L'administration de l'Université de Moncton semble déterminée à restructurer ses unités académiques, en dépit de la forte opposition du corps professoral et de la population étudiante.
À l'automne 1999, pour la troisième fois en trois ans, le campus était replongé dans la controverse avec le dépôt successif du Rapport d'un consultant externe, M. Michel Gervais, ancien recteur de l'Université Laval, et celui de notre recteur, M. Jean-Bernard Robichaud, qui reprenait les principaux éléments du précédent. Le Plan Robichaud prévoit notamment créer quatre nouvelles facultés, dont une Faculté des sciences de la santé, fusionner deux des plus grosses facultés, celle des Arts, et celle des Sciences sociales, changer le statut des écoles professionnelles, et fusionner des départements.
La position de l'ABPPUM (Association des bibliothécaires, des professeures et professeurs de l'Université de Moncton) en la matière a toujours été que nous sommes prêts à discuter de scénarios de restructuration, mais que celui-ci est carrément inadéquat.
De plus, les disciplines fondamentales, que l'on devait protéger dans l'exercice de restructuration, verront leur influence encore plus rétrécie face aux disciplines appliquées.
En plus de tout cela, il n'y a pas eu de véritable consultation autour du rapport Robichaud. Malgré l'objection très forte de l'ABPPUM et de la fédération étudiante, le recteur soumettait son rapport pour approbation au Sénat académique le 3 décembre dernier. Lors de cette réunion tendue (une séance publique, à la demande de l'ABPPUM), une proposition fut adoptée, soit celle créant la nouvelle Faculté des sciences de la santé. La suivante portait sur la fusion de la Faculté des arts et de la Faculté des sciences sociales : le scrutin secret donna lieu à un vote égal : 19 pour, 19 contre. Le président d'assemblée, qui n'est pas membre du Sénat et qui n'a donc pas droit de vote, donna alors le vote prépondérant au président du Sénat, le recteur Robichaud, qui avait déjà voté sur la motion. Celui-ci s'est empressé de briser l'égalité et de faire approuver sa proposition. Devant la consternation générale, le président d'assemblée ajourna la réunion jusqu'au 28 janvier pour étudier les 17 propositions restantes du rapport.

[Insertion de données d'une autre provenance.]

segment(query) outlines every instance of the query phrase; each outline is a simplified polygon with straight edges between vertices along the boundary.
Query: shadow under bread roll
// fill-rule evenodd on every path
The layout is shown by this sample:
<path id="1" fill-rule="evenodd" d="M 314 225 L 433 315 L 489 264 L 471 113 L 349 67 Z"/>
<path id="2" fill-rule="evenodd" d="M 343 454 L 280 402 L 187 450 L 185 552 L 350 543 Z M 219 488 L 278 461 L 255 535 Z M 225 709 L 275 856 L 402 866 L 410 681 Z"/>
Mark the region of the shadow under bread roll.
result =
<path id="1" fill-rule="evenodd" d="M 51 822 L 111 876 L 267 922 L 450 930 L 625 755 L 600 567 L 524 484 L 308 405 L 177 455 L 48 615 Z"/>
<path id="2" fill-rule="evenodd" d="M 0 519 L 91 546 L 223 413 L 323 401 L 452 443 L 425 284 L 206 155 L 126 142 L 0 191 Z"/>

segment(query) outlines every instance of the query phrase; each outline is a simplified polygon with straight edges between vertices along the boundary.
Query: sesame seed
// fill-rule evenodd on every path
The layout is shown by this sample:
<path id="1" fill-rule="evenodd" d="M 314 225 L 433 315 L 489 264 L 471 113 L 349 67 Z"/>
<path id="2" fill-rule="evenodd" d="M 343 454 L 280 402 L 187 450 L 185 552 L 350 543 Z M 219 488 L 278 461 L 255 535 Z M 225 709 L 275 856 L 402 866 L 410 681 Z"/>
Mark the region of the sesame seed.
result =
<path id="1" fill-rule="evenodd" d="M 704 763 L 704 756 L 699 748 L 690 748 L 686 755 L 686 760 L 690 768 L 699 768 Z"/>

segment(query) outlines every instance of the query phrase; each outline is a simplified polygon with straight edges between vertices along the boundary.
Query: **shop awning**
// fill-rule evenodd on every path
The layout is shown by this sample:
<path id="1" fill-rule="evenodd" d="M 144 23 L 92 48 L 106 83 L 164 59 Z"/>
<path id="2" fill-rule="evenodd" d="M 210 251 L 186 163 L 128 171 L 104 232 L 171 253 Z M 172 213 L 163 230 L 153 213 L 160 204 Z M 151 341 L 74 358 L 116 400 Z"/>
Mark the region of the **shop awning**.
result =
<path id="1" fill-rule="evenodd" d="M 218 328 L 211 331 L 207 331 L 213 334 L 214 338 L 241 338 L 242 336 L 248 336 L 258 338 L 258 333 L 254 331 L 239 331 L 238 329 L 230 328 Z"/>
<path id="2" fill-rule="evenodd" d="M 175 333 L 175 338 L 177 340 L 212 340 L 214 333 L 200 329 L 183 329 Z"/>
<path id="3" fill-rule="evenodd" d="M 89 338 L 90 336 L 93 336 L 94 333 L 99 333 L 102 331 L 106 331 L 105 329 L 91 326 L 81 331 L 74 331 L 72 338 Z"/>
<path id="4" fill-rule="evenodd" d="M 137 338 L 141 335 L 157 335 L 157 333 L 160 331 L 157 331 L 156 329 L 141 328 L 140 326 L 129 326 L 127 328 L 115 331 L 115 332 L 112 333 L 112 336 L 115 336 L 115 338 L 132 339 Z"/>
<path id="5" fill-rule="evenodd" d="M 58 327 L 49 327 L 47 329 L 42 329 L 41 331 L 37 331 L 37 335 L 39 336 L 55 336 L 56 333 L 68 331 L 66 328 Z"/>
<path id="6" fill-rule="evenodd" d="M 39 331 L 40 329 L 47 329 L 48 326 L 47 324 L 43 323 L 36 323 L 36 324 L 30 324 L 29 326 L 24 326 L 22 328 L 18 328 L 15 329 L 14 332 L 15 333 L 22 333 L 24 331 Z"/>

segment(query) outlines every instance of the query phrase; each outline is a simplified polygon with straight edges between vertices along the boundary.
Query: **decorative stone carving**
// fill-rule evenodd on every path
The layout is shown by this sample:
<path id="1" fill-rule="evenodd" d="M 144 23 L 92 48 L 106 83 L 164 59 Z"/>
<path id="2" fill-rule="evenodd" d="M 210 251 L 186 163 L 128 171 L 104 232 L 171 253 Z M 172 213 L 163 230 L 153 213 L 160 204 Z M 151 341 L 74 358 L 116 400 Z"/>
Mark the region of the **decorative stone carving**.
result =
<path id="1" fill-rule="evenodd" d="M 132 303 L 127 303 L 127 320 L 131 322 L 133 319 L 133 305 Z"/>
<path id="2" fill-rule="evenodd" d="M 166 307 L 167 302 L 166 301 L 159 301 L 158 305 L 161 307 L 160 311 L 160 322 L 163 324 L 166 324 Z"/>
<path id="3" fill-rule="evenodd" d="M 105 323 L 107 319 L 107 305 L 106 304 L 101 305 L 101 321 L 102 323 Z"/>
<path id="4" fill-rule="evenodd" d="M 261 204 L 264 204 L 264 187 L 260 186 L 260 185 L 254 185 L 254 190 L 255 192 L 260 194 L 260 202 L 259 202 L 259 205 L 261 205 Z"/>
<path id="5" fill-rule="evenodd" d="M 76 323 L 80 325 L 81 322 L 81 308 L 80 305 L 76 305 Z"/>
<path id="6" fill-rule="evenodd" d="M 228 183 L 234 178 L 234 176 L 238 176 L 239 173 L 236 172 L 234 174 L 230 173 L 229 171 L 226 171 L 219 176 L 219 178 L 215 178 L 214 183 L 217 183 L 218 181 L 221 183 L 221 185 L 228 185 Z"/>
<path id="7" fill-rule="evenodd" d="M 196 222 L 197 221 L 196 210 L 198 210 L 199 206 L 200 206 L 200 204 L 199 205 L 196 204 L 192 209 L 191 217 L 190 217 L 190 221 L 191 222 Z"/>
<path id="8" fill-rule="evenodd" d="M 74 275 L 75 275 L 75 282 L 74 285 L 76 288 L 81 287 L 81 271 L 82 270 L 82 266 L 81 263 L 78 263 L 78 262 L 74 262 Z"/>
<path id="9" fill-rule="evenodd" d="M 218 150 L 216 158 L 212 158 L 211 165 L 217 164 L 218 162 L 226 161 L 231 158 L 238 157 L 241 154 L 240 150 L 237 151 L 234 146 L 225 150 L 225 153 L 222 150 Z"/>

Le Conseil des gouverneurs, à sa réunion du 11 décembre, adopta les deux mesures approuvées au Sénat académique, et en ajouta une troisième, soit la mise en oeuvre de ces décisions le 1er juillet 2000.
L'ABPPUM convoqua une assemblée générale extraordinaire pour le 16 décembre afin de faire le point sur cette question et sur celle de nos négociations en cours (voir le texte de notre président, Greg Allain, dans le Bulletin de janvier). L'assemblée générale extraordinaire demanda par un vote massif au Bureau de direction d'opposer une résistance farouche aux tactiques de l'administration, et ce, au plan syndical et au plan légal.
Sur le premier front, nous avons, dans les jours qui ont suivi l'assemblée générale extraordinaire, déposé deux griefs faisant état de nombreuses violations de la convention collective. Ils ont été bien sûr refusés par l'administration et ont été depuis renvoyés à l'arbitrage.
Sur le deuxième, nous avons déposé une requête devant la Cour du Banc de la Reine du Nouveau-Brunswick pour faire annuler les décisions prises car nous les estimons illégales, et obtenir une injonction pour empêcher le processus de restructuration de continuer tant que la cause ne serait pas entendue en cour. Les éléments invoqués sont notamment le double vote du recteur et le fait que les gouverneurs se sont prononcés sur une proposition non votée au Sénat.
Le juge convoqua les deux parties devant la Cour le 25 janvier. Nous y apprenions que la direction de l'Université avait accepté «de bonne foi» de reporter la réunion du Sénat académique du 28 janvier au 9 mars prochain, ce qui annulait la demande d'injonction, puisque le juge avait fixé les dates du 14 au 15 février pour entendre la cause sur le fond. Il a assuré les deux parties que sa décision serait prise rapidement par la suite.
Nous avons annoncé à nos membres que nous considérions ces développements comme une victoire, car sans nos démarches syndicales et juridiques, le rouleau compresseur de l'administration aurait continué ses ravages lors
de la réunion du Sénat académique annoncée pour le 28.
Nous estimons que cette lutte est cruciale, car l'enjeu est le respect par la haute administration de son corps professoral et de son corps étudiant. La tentative d'imposer une fois de plus un projet de restructuration mal conçu et sans consultation véritable illustre de nouveau une attitude arrogante et méprisante de la part du recteur Robichaud et de son administration.
Paul Dubuc est vice-président à l'interne de l'Association des bibliothécaires, des professeures et professeurs de l'Université de Moncton.